Pan, Zihao, Liu, Jin, Ma, Jiale, Jin, Qiuli, Yao, Huochun, Osterrieder, Nikolaus
Microbial pathogenesis 2017 v.111 pp. 388-394
risk, nucleoproteins, Equid alphaherpesvirus 1, bacterial artificial chromosomes, Canine morbillivirus, dogs, Western blotting, hemagglutinins, canine distemper, genes, neutralizing antibodies, viruses, vaccination, vector vaccines, pups
Canine distemper virus (CDV), is a pantropic agent of morbillivirus that causes fetal disease in dogs.
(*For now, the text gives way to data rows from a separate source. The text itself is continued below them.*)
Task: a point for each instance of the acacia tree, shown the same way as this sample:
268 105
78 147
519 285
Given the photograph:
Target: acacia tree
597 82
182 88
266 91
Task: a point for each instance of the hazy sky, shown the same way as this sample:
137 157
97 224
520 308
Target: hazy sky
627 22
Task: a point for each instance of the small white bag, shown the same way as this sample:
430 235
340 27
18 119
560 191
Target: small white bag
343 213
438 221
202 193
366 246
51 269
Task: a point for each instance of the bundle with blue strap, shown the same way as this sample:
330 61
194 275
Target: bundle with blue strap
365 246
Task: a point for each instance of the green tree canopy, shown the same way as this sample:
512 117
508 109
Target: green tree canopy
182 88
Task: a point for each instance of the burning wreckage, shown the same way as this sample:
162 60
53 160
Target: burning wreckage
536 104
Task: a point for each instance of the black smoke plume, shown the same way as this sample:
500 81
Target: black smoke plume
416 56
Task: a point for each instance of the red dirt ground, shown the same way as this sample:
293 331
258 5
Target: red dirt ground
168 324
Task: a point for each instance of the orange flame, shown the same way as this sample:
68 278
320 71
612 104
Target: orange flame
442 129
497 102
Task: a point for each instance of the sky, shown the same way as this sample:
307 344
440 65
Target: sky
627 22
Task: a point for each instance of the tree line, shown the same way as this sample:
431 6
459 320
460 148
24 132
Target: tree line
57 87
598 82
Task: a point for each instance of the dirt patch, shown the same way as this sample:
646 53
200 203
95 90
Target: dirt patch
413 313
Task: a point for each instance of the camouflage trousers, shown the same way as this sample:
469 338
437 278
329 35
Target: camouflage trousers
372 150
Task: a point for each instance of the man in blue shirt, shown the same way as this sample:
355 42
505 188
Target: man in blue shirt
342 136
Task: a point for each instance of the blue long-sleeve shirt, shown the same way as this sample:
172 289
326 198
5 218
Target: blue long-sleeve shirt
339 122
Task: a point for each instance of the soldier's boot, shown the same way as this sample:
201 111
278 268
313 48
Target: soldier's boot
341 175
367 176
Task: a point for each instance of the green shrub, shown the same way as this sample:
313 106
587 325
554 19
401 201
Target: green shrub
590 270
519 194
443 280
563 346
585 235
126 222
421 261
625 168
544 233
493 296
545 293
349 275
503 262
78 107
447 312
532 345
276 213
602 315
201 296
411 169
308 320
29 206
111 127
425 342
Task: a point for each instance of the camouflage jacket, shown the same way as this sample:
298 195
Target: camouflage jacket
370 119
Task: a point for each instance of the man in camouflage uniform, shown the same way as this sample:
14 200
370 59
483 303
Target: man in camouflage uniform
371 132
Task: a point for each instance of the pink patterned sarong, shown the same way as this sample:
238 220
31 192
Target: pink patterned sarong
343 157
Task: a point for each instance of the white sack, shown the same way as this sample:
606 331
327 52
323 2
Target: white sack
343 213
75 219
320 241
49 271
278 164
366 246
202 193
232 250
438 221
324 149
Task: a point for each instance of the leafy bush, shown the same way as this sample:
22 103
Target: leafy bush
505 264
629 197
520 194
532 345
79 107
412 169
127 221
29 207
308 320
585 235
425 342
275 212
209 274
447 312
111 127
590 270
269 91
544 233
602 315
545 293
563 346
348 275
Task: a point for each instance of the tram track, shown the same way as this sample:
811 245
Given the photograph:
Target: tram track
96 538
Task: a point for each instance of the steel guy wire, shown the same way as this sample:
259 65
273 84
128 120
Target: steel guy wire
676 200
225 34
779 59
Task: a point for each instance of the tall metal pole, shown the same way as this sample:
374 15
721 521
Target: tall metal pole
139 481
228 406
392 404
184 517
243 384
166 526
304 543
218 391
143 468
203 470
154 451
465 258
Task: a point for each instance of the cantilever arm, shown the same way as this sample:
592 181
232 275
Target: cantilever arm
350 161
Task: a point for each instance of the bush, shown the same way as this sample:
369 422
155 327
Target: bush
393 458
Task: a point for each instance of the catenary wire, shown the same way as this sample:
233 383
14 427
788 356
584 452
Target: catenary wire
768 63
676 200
Base on a broad host rang of CDV, the continued vaccines inoculation is unavoidable to pose gene recombination risk in vaccine virus and wild virus. The current study presents the construction of novel vectors, using equine herpesvirus type 1 (EHV-1) expressing the canine distemper virus (CDV). The recent field strain hemagglutinin protein and nucleoprotein were used for the construction of the viral vector vaccines. Based on the Bacterial artificial chromosome (BAC) genomes of EHV-1 RacH strain, the recombinant EHV-1 vaccine virus encoding CDV hemagglutinin protein (EHV-H) or CDV nucleoprotein (EHV-N) was constructed separately. The constructed BACs were rescued after 72 h post infection, and the expression of H or N in the recombinant viruses was confirmed by western-blotting. Furthermore, high levels of neutralizing antibodies were induced persistently following vaccination in the groups EHV-H&EHV-N and EHV-H, but the EHV-N group. The groups of vaccinated EHV-H and EHV-H&EHV-N pups were monitored for clinical signs, whereas the vaccinated EHV-N group developed moderate symptoms. The present study demonstrated that EHV-1 based recombinant virus carrying CDV H could be a promising vaccine candidate against canine distemper.